Types of Haemorrhage

(A) Haemorrhage is classified into two types, that is External and Internal .

i.) External haemorrhage: It is the one that is revealed outside or seen externally.

ii) Internally haemorrhage: It is the one that is not seen from outside or it is concealed haemorrhage.

(B) Haemorrhage may be:

i) Arterial haemorrhage: When haemorrhage comes from an artery, it is termed as an arterial haemorrhage. It is bright red in colour.

ii) Venous haemorrhage: It is the one which comes from a vein. It is dark red in colour and it flows out slowly.

iii) Capillary haemorrhage: It is the one in which haemorrhage comes from capillaries. In this case, the blood is bright red and oozes rather then flow out.

(c) According to the time of appearance haemorrhage is of three types:

i) Primary haemorrhage: It is the one which occurs at the time of injury or operation.

ii) Reactionary haemorrhage: It is the one which occurs within 24 hours of injury or operation.

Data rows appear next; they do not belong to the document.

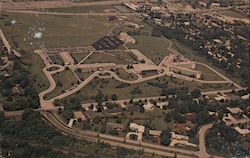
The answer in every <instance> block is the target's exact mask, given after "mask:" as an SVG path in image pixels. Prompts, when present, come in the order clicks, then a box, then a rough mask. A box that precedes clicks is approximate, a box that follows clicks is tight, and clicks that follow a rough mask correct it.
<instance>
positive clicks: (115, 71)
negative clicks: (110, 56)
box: [115, 68, 138, 81]
mask: <svg viewBox="0 0 250 158" xmlns="http://www.w3.org/2000/svg"><path fill="white" fill-rule="evenodd" d="M115 72H116V74H117V75H118V76H119V77H120V78H121V79H124V80H129V81H132V80H136V79H137V78H138V77H137V76H136V75H135V74H133V73H128V72H127V71H125V70H124V69H121V68H118V69H116V71H115Z"/></svg>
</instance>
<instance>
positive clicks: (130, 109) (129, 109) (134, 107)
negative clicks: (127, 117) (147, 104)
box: [127, 106, 141, 112]
mask: <svg viewBox="0 0 250 158" xmlns="http://www.w3.org/2000/svg"><path fill="white" fill-rule="evenodd" d="M140 109H141V108H140V107H139V106H128V109H127V111H129V112H131V111H136V112H140Z"/></svg>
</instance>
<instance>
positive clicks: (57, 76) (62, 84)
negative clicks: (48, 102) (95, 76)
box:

iii) Secondary Haemorrhage: This occurs usually after 7 to 14 days of injury or operation. This type of haemorrhage mainly occurs due to infection.

Symptoms of Haemorrhage

Few signs and symptoms that usually accompanying haemorrhage are heavy blood loss, be it internal or external. Increased pulse rate, low blood pressure, increasing pallor, restlessness and deep sighing respiration (air hanger) are the typical features of acute extremities, empty veins are also characteristically seen when the bleeding is continuing.

Pulse rate and blood pressure should be measured ¼th or ½ hourly intervals when the patient is losing blood. Often the blood pressure is maintained at normal level by peripheral vaso constriction due to adrenergic releasing. Suddenly the blood pressure may fall abruptly with collapse and even death of the patient. Moreover, when the blood loss has been excessive It pulse becomes of low volume, which is classically known as ‘Thready Pulse’.

Treatment of Haemorrhage

It consists of two parts.

(A) To stop blood loss

(B) To restore blood volume by blood transfusion, infusion of crystalloid solution and infusion of plasma or plasma substitutes.

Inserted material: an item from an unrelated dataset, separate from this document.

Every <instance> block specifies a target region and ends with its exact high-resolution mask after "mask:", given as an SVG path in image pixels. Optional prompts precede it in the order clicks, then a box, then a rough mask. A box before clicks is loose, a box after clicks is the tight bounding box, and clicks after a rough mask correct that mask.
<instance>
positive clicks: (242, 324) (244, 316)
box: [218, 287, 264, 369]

(A) Blood loss is stopped mainly by three methods: (1) Rest (2) Pressure and packing from outside (3) By operative methods.

(1) Rest : Absolute reset is necessary because restlessness causes more blood loss. Some sedatives and analgesics are presecribed to provide rest to the patients. Morphine is commonly use.

(2) Pressure and Packing from outside: This is mainly a first aid treatment. Sterile pieces of gauze and bandage may be used as pressure bandage to reduce bleeding from external wound. If sterile gauzes and bandages are not available, then clean linen cloth may be used as bandage to reduce bleeding from the wound.

(3) By operative Methods: During operation haemorrhage is usually stopped by artery forceps (haemostats and vessels. Then the bleeding vessel is either ligated with catgut or silk according to the size of the vessel. When haemorrhage is in the form of oozing then gelatin spange may be used to stop such bleeding.

Subconjuntival Haemorrahge

It is a haemorrhage, commonly seen in the region of eye. It is commonly seen during facture of facial region. It comes under Lefort’s classification of fracture may occur due to trauma. Along with subconjunctival haemorrhage these may be pain and oedema also noted in some cases. There may be also discolouration around the eye region. Bluish coloured ey may be noted. Patient may not be able to open the eye for few days. But in due course of time it gets healed. As eye, is important organ of body, so special attention should be given and it should be protected from any sort of infection.